I always wondered what she would do once the “Harry Potter” franchise was done. She–very wisely, in my opinion–stopped the series after the planned seven books, although there’s been some branching out with “Fantastic Beasts” and “The Cursed Child.” Still, she quit HP while it was still fresh and alive.
But a writing talent like that isn’t going to be satisfied with one series. For her next trick (not counting “A Casual Vacancy,” which is also highly worth reading), she took up a pseudonym and started an entirely non-fantasy detective novel series.
The Cormoran Strike books aren’t a rehash of the Harry Potter books, but in many ways they are a continuation of the themes and writing style, in a very different and much more adult setting. Readers be warned: there’s a lot of bad language, sex, violence, and a general abandonment of the mores of the YA genre. Rowling has always been edgy–why do you think the HP books get banned so often?–and she’s only getting edgier as she ages.

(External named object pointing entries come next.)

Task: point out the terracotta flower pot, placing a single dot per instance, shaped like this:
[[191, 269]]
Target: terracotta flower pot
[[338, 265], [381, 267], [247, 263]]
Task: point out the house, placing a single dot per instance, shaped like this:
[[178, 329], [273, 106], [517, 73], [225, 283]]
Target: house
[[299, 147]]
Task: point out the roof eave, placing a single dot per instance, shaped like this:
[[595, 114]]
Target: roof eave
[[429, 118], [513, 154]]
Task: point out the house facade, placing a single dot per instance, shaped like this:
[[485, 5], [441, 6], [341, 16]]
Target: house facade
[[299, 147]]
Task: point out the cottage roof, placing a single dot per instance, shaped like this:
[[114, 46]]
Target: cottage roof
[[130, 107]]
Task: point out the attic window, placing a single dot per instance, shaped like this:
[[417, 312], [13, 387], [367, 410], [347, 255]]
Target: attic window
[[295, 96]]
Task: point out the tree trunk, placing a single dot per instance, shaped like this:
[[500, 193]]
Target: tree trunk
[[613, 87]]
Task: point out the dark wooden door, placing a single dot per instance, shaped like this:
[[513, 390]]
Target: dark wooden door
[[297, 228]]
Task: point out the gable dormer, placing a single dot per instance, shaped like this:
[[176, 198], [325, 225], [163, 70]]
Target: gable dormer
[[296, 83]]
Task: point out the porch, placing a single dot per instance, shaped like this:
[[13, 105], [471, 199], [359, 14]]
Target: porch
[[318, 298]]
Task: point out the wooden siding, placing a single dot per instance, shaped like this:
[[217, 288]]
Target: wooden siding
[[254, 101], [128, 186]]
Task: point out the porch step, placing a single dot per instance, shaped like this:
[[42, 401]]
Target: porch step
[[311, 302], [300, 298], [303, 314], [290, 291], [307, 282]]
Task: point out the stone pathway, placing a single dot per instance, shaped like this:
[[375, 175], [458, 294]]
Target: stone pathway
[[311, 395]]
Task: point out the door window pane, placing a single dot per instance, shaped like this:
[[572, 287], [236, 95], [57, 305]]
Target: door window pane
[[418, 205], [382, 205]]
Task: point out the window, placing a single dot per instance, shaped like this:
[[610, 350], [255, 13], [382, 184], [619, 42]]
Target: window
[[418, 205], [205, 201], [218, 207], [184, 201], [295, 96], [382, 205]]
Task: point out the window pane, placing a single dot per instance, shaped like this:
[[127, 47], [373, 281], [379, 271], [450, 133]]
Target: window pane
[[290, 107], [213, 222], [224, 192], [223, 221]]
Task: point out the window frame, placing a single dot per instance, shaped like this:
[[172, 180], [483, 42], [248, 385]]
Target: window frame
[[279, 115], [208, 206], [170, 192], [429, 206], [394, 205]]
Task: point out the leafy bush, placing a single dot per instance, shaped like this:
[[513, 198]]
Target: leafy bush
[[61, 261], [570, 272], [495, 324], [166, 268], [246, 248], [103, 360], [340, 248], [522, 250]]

The realist, adult setting doesn’t have the fantastical wonder of the HP books, but it does showcase Rowling’s keen eye for satire and her ability to set a scene with well-designed descriptive passages that are spare and dense at the same time. And there’s the same complex, almost-too-convoluted plotting style that fills up hundreds of pages and yet sucks the reader inexorably along.
I could say more, but I think I’ll save it for the next books in the series. Suffice to say, “The Cuckoo’s Calling” is a thrilling entry to the detective fiction genre. It’s longer, denser, and weirder than most of its kin, so be prepared when you go into it: this is neither Harry Potter nor Dashiel Hammett. It’s its own beast, which will either turn you off or satisfy you tremendously, whether you’re a fan of detective novels, literary fiction, or just plain good writing.